There are many people that come to this form that seek advice to troubling conditions. Most of these people get sound advice from professionals and other patients who may have experienced similiar situations.
Although I am not here to police this board, I think it is necessary to remind you that information posted here should be CONSTRUCTIVE....not CRITICAL. I suggest that if you do no know the answer to questions being asked, do not post. Your reply to synjyn is not acceptable and should not be tollerated here.
Thank you Andy for your insightful comments. I HAVE tried quitting cold turkey and you're right, it doesn't work. Now I want to quit and am doing it on my own with the help of family. I write down when I smoke and now that I know what (I think causes me to pick up a cig.) I can help myself better to quit. I have tried my times than I can count, but I hope and I am pretty sure that I will this time because I want to quit!
I have some complications to using the gum because I have TMJ and I have a rare disorder which prohibits me from using the patch so my PCP says he will prescribe something nasal that should help. It's those darn cravings that get me, but I'll do it this time.
P.S. (this if for the other person's comment which were not appreciated.) It is not productive to try and browbeat anyone to quit smoking or quit any bad habit. Shaming someone never works!
Thank you again Andy,
It's certainly no fun skip through the park -- GOOD FOR YOU. Every day you'll be closer to being a "non-smoker" until you ARE one. That mindset worked well for me (and still makes me proud) when I was becoming a "non-smoker" after being a smoker for over twenty years. Best of luck to you!!

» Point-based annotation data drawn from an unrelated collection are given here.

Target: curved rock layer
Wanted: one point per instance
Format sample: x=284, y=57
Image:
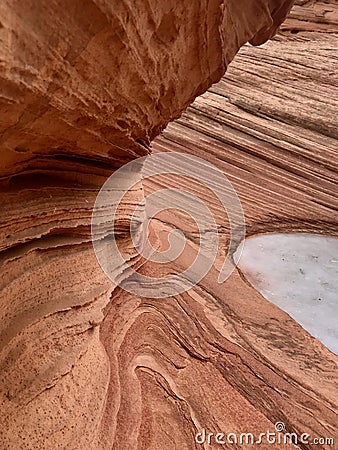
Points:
x=83, y=363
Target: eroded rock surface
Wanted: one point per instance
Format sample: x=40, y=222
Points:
x=84, y=364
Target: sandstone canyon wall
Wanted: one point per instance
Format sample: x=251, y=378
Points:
x=86, y=87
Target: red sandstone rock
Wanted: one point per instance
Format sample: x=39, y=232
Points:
x=85, y=87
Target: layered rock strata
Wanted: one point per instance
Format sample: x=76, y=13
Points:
x=85, y=88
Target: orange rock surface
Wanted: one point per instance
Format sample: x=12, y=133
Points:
x=86, y=87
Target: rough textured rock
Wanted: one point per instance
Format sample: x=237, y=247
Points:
x=84, y=364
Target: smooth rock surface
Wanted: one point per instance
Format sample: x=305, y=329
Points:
x=299, y=273
x=85, y=86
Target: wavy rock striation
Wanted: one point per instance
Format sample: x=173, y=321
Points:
x=83, y=363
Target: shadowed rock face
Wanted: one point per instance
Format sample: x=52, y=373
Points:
x=85, y=87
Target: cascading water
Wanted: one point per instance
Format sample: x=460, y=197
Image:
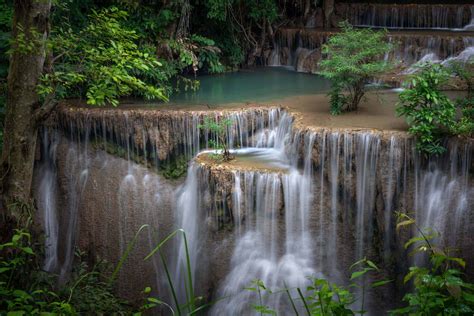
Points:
x=47, y=201
x=309, y=196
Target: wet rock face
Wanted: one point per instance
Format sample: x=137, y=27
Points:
x=302, y=48
x=359, y=178
x=157, y=135
x=405, y=16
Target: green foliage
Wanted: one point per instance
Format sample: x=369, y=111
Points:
x=218, y=128
x=354, y=56
x=439, y=289
x=465, y=125
x=21, y=294
x=325, y=298
x=465, y=71
x=175, y=168
x=430, y=113
x=6, y=14
x=259, y=287
x=27, y=290
x=103, y=60
x=193, y=303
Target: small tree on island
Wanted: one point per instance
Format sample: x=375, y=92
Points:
x=218, y=127
x=354, y=56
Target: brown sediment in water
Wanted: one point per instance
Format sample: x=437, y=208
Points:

Sorry for my reply. You'd have to know my circumstances to know why I had such a harsh reaction. But that was no excuse for my behavior. Please accept my heartfelt apology. I will make no more comments and stay off the site. My apologies again. All the best.
shiney, I appreciate the comments and to find someone that has gone this way and won. It is hard to quit after 35 years, but I know it is well worth it! Thank you for your support.
And to fotobug, apology accepted. I don't know what you have gone through and you don't know what I've gone through, but thank you for your honesty.
Don't give up! I had been smoking for over forty years, was a very heavy smoker, and thought I'd never be able to quit. I more or less had to quit cold turkey as I had lung cancer and needed surgery. It was very hard. The bad headaches and shakiness were awful. It was especially hard at such a stressful time. I don't want to see you or anyone go through the terrible pain of lung cancer and the shortness of breath which makes it hard to do anything I enjoy. I don't know if I'll live very long as they discovered during the surgery that the cancer had already spread to my chest lymph nodes. Lung cancer is so very hard to diagnose. For that reason, so many patients are not discovered until the disease has progressed. Please keep trying. I know you'll make it! Best wishes
I forgot to mention that my sister quit very gradually like you are doing and has been very successful for about eight years. She said she did not have any withdrawl (withdrawal) symptoms as she withdrew very gradually. She can even treat herself to a cigarette every once in a while and it doesn't seem to bother her. I would be afraid that if I fell off the wagon, I would be smoking as heavily as I did before. I guess it is different for everyone.